Cabinet Office minister Oliver Dowden announced the ban in a statement to Parliament, saying there was a risk about how sensitive data could be used on certain platforms.

He said: “Social media apps collect and store huge amounts of user data, including contacts, user content and geolocation data. On Government devices, that data can be sensitive and so today we're strengthening the security of those devices in two key respects.

“First, we're moving to a system where Government devices will only be able to access third party apps that are on a pre-approved list. This system is already in place across many departments, now it will be the rule across Government.

“Second, we're also going to ban the use of TikTok on Government devices. We will do so with immediate effect. This is a precautionary move.
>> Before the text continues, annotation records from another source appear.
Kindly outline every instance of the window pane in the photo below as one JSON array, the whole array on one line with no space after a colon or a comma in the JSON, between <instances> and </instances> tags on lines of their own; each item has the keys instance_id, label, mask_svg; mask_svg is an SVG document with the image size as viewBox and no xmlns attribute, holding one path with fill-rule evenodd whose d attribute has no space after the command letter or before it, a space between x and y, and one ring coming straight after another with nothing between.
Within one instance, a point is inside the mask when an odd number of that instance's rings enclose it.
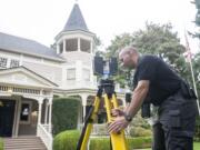
<instances>
[{"instance_id":1,"label":"window pane","mask_svg":"<svg viewBox=\"0 0 200 150\"><path fill-rule=\"evenodd\" d=\"M60 48L60 53L62 53L62 52L63 52L63 42L61 42L61 43L59 44L59 48Z\"/></svg>"},{"instance_id":2,"label":"window pane","mask_svg":"<svg viewBox=\"0 0 200 150\"><path fill-rule=\"evenodd\" d=\"M67 79L68 80L76 80L76 69L68 69L67 70Z\"/></svg>"},{"instance_id":3,"label":"window pane","mask_svg":"<svg viewBox=\"0 0 200 150\"><path fill-rule=\"evenodd\" d=\"M90 41L81 39L80 48L81 48L81 51L90 52Z\"/></svg>"},{"instance_id":4,"label":"window pane","mask_svg":"<svg viewBox=\"0 0 200 150\"><path fill-rule=\"evenodd\" d=\"M7 58L0 58L0 67L7 68Z\"/></svg>"},{"instance_id":5,"label":"window pane","mask_svg":"<svg viewBox=\"0 0 200 150\"><path fill-rule=\"evenodd\" d=\"M89 69L83 69L83 80L84 81L90 81L90 70Z\"/></svg>"},{"instance_id":6,"label":"window pane","mask_svg":"<svg viewBox=\"0 0 200 150\"><path fill-rule=\"evenodd\" d=\"M78 39L66 40L66 51L77 51L78 50Z\"/></svg>"},{"instance_id":7,"label":"window pane","mask_svg":"<svg viewBox=\"0 0 200 150\"><path fill-rule=\"evenodd\" d=\"M12 59L12 60L10 61L10 68L14 68L14 67L19 67L19 60Z\"/></svg>"}]
</instances>

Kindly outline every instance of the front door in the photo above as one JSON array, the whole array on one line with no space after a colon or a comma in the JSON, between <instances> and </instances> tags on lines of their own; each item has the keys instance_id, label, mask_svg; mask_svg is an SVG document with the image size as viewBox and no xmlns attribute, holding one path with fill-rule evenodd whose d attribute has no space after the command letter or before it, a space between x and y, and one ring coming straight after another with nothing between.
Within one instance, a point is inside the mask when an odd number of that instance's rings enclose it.
<instances>
[{"instance_id":1,"label":"front door","mask_svg":"<svg viewBox=\"0 0 200 150\"><path fill-rule=\"evenodd\" d=\"M13 100L0 100L0 137L11 137L14 117Z\"/></svg>"}]
</instances>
We know that there is already limited use of TikTok across Government but it is also good cyber hygiene.

"Given the particular risk around Government devices which may contain sensitive information, it is both prudent and proportionate to restrict the use of certain apps - particularly when it comes to apps where a large amount of data can be stored and accessed."

He said the TikTok ban will not apply to personal devices for ministers or Government employees. Energy Secretary Grant Shapps has vowed to keep using the social media platform on his personal phone.
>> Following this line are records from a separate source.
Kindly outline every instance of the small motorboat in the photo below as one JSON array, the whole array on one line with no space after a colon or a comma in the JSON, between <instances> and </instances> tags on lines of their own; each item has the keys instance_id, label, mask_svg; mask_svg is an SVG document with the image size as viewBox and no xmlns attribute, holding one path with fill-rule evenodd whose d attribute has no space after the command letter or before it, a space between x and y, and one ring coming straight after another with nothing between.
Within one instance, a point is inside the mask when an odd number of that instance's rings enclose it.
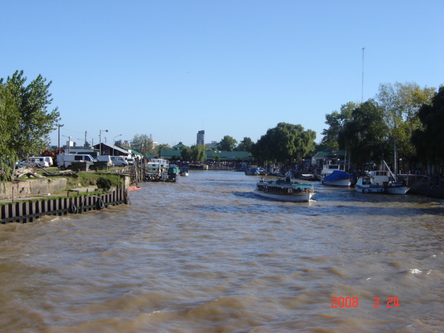
<instances>
[{"instance_id":1,"label":"small motorboat","mask_svg":"<svg viewBox=\"0 0 444 333\"><path fill-rule=\"evenodd\" d=\"M139 186L130 186L128 189L130 191L137 191L137 189L142 189L142 187L140 187Z\"/></svg>"}]
</instances>

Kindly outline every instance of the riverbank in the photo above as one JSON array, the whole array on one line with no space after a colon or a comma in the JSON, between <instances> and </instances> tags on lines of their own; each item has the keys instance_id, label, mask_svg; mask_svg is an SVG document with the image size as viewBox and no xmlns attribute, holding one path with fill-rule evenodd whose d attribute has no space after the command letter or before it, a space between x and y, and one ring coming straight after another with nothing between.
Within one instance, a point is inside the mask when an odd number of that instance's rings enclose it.
<instances>
[{"instance_id":1,"label":"riverbank","mask_svg":"<svg viewBox=\"0 0 444 333\"><path fill-rule=\"evenodd\" d=\"M66 178L2 183L0 223L28 223L45 215L84 213L102 210L109 205L128 204L130 176L110 176L112 177L100 175L96 177L98 182L95 185L74 189L67 187L69 182ZM91 176L88 177L91 179ZM112 178L115 177L119 178L119 181L114 180L113 182ZM112 186L113 183L117 186ZM53 186L54 184L57 186ZM102 190L99 190L99 187ZM106 189L103 189L105 188Z\"/></svg>"}]
</instances>

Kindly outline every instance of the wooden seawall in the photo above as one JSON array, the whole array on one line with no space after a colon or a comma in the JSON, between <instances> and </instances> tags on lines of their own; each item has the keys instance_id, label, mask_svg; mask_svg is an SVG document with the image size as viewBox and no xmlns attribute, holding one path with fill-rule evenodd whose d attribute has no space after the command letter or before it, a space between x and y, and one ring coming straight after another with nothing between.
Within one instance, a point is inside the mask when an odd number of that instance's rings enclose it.
<instances>
[{"instance_id":1,"label":"wooden seawall","mask_svg":"<svg viewBox=\"0 0 444 333\"><path fill-rule=\"evenodd\" d=\"M128 204L128 191L126 187L100 195L44 198L33 201L18 201L0 206L0 223L26 223L44 215L81 214L101 210L110 205Z\"/></svg>"}]
</instances>

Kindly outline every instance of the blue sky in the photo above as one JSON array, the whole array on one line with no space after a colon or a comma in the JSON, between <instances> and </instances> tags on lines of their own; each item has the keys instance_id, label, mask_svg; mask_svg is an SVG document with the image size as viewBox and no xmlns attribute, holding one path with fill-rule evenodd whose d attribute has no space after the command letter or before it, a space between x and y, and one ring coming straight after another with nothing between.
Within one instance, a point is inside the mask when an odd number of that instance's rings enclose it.
<instances>
[{"instance_id":1,"label":"blue sky","mask_svg":"<svg viewBox=\"0 0 444 333\"><path fill-rule=\"evenodd\" d=\"M0 77L52 80L60 135L256 142L379 84L444 84L444 1L2 1ZM362 85L362 48L364 89ZM364 90L364 94L362 91ZM56 145L57 131L51 135ZM65 142L66 137L61 137Z\"/></svg>"}]
</instances>

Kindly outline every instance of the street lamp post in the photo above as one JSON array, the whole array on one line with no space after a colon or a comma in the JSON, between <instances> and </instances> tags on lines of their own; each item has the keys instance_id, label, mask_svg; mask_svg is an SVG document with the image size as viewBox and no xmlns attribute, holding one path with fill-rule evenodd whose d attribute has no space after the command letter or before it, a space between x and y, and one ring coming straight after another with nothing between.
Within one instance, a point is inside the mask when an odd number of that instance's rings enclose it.
<instances>
[{"instance_id":1,"label":"street lamp post","mask_svg":"<svg viewBox=\"0 0 444 333\"><path fill-rule=\"evenodd\" d=\"M100 155L102 155L102 132L108 132L108 130L100 130L99 133L99 148L100 150Z\"/></svg>"},{"instance_id":2,"label":"street lamp post","mask_svg":"<svg viewBox=\"0 0 444 333\"><path fill-rule=\"evenodd\" d=\"M69 137L67 135L62 135L62 136L69 139L69 141L68 142L68 153L70 154L71 153L71 135L69 135Z\"/></svg>"},{"instance_id":3,"label":"street lamp post","mask_svg":"<svg viewBox=\"0 0 444 333\"><path fill-rule=\"evenodd\" d=\"M114 137L114 139L112 139L112 155L114 156L114 146L116 145L116 137L120 137L121 136L121 134L119 134L119 135L116 135L115 137Z\"/></svg>"}]
</instances>

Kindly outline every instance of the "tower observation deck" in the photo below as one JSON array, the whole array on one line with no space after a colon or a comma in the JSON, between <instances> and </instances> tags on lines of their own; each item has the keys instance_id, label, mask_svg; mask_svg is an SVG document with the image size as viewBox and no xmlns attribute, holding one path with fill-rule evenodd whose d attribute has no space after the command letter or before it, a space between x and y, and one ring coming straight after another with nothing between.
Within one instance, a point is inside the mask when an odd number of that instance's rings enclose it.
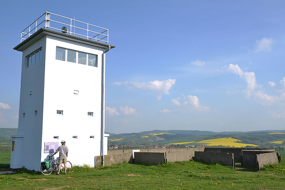
<instances>
[{"instance_id":1,"label":"tower observation deck","mask_svg":"<svg viewBox=\"0 0 285 190\"><path fill-rule=\"evenodd\" d=\"M95 166L95 157L102 155L103 165L109 136L105 133L105 54L115 47L109 43L108 31L46 12L21 32L13 48L22 53L11 170L40 171L41 162L62 140L73 164Z\"/></svg>"},{"instance_id":2,"label":"tower observation deck","mask_svg":"<svg viewBox=\"0 0 285 190\"><path fill-rule=\"evenodd\" d=\"M21 32L21 42L41 28L109 44L108 29L47 12Z\"/></svg>"}]
</instances>

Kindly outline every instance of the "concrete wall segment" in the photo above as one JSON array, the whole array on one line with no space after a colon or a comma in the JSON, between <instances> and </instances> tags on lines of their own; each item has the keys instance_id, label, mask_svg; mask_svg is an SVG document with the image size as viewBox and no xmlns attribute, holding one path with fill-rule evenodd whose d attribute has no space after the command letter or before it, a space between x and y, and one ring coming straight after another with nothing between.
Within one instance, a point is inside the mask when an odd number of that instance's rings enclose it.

TikTok is already banned from official phones issued by the EU, while the US bars its use on federal government devices.

A TikTok spokesperson said it was “disappointed” with the move.

“We believe these bans have been based on fundamental misconceptions and driven by wider geopolitics, in which TikTok, and our millions of users in the UK, play no part,” said the spokesperson.

“We remain committed to working with the government to address any concerns but should be judged on facts and treated equally to our competitors.”

The UK’s National Cyber Security Centre had been reviewing whether TikTok should be barred from government phones.

Speaking about the review earlier this week, security minister Tom Tugendhat stressed the need for apps to be “useful tools” for people rather than capable of being “spyware” to target them.

He added: “What certainly is clear is for many young people TikTok is now a news source and, just as it’s quite right we know who owns the news sources in the UK... it’s important we know who owns the news sources that are feeding into our phones.”

TikTok is owned by China’s ByteDance, which moved its headquarters to Singapore in 2020.

The company has sought to distance itself from its Chinese roots, saying its parent company is incorporated outside of China and that it is majority owned by global institutional investors.

However, it has been dogged by fears in the West that the app could be used to amplify pro-China narratives, and could be a security concern by handing data to Beijing.

TikTok strongly denies allegations of handing users’ data to the Chinese government.

Earlier this week, the UK described China as an “epoch-defining challenge” to the international order in a review of its foreign and defence policy.

However, some hawkish Conservative backbenchers had pushed for the Government to go further, including by describing China as a “threat” in the review.